In my evals field-building efforts, I recently asked people who want to build something in evals to fill out a simple form (https://www.lesswrong.com/posts/uoAAGzn4hPAHLeG2Y/which-evals-resources-would-be-good)
This project was, in my opinion, the second best (after James project: https://manifund.org/projects/more-detailed-cyber-kill-chain-for-ai-control?tab=comments). My thinking is roughly:
1. The project itself sounds very reasonable to me. I find it very obvious that modeling capabilities with latent variable models is something clearly worth trying. I think that, in the best case, their efforts will be as impactful as observational scaling laws (https://arxiv.org/abs/2405.10938). In the worst case, the method is too hard to get working in practice or doesn't provide any clear benefit over other simple analysis tools. In expectation, I think this research will not be as impactful as observational scaling laws (but it has the chance to, which is already a high bar) but will be useful to a decent number of evaluators like Apollo, METR, AISIs, etc. Furthermore, I think that the project will be conceptually valuable because it partially forces you to think about which components this Bayesian model should have and partially because I expect the findings to be insightful. Concretely, I expect the analysis of the latent variables to be quite interesting.

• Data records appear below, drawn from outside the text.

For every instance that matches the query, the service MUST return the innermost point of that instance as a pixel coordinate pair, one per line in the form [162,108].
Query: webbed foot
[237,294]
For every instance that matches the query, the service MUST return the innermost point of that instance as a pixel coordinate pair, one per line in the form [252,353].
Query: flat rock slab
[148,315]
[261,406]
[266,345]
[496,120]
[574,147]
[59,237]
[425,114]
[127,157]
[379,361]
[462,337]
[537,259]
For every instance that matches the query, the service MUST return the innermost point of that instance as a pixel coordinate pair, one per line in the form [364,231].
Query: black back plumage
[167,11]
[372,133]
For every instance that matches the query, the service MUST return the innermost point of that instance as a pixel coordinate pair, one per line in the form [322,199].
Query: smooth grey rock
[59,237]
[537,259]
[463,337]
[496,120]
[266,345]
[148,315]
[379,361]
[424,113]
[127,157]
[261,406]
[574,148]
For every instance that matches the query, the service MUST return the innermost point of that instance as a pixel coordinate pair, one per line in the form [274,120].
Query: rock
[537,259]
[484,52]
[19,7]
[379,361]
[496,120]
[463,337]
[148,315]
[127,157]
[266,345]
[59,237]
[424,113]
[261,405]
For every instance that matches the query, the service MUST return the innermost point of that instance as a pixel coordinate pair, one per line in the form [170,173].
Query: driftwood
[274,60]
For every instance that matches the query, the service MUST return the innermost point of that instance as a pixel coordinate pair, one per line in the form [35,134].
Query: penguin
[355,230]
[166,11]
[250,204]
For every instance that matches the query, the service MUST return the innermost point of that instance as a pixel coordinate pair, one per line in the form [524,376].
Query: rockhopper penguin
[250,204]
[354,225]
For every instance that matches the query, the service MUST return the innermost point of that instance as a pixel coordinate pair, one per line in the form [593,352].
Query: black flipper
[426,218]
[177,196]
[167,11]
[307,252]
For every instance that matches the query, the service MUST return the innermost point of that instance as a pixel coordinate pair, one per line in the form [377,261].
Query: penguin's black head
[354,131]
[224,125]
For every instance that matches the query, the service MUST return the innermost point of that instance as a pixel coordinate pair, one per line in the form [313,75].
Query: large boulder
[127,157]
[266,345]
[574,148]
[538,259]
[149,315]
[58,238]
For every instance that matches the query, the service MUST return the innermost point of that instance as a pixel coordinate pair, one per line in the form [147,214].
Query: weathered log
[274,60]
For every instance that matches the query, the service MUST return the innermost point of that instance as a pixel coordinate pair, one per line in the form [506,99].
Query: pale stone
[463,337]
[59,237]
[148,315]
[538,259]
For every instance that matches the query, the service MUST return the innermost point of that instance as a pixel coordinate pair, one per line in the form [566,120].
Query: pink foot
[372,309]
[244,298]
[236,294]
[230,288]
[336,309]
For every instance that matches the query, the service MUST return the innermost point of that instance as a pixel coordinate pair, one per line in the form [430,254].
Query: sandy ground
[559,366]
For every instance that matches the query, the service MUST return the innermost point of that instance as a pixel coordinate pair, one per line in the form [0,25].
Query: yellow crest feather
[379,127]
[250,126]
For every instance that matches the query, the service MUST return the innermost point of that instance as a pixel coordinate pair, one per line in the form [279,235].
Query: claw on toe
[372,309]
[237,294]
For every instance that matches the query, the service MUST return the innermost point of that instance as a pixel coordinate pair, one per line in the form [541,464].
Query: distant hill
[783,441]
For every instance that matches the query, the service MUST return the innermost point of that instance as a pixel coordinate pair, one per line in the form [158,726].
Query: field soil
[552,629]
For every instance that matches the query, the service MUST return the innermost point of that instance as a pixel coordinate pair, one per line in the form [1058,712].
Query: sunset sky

2. I don't know Laurence or Desi personally but their work so far seems reasonable at a first glance and they are clearly more experienced researchers than the average MATS scholar.
3. The project salaries are already covered. This grant is merely for compute. Thus, it seems more impactful on the margins. I expect that a lot of the most interesting results come from runs with lots of compute, so this grant might unlock "the most interesting stuff".
4. Finally, I think science of evals is perfectly suited for academics. It often doesn't require access to the biggest models; many of the classic academic research skills directly transfer, and the results are useful for the entire field. Thus, I have a general intuition that we should try harder to fund academics to do more work on the science of evals and I'm surprised that this isn't happening more yet.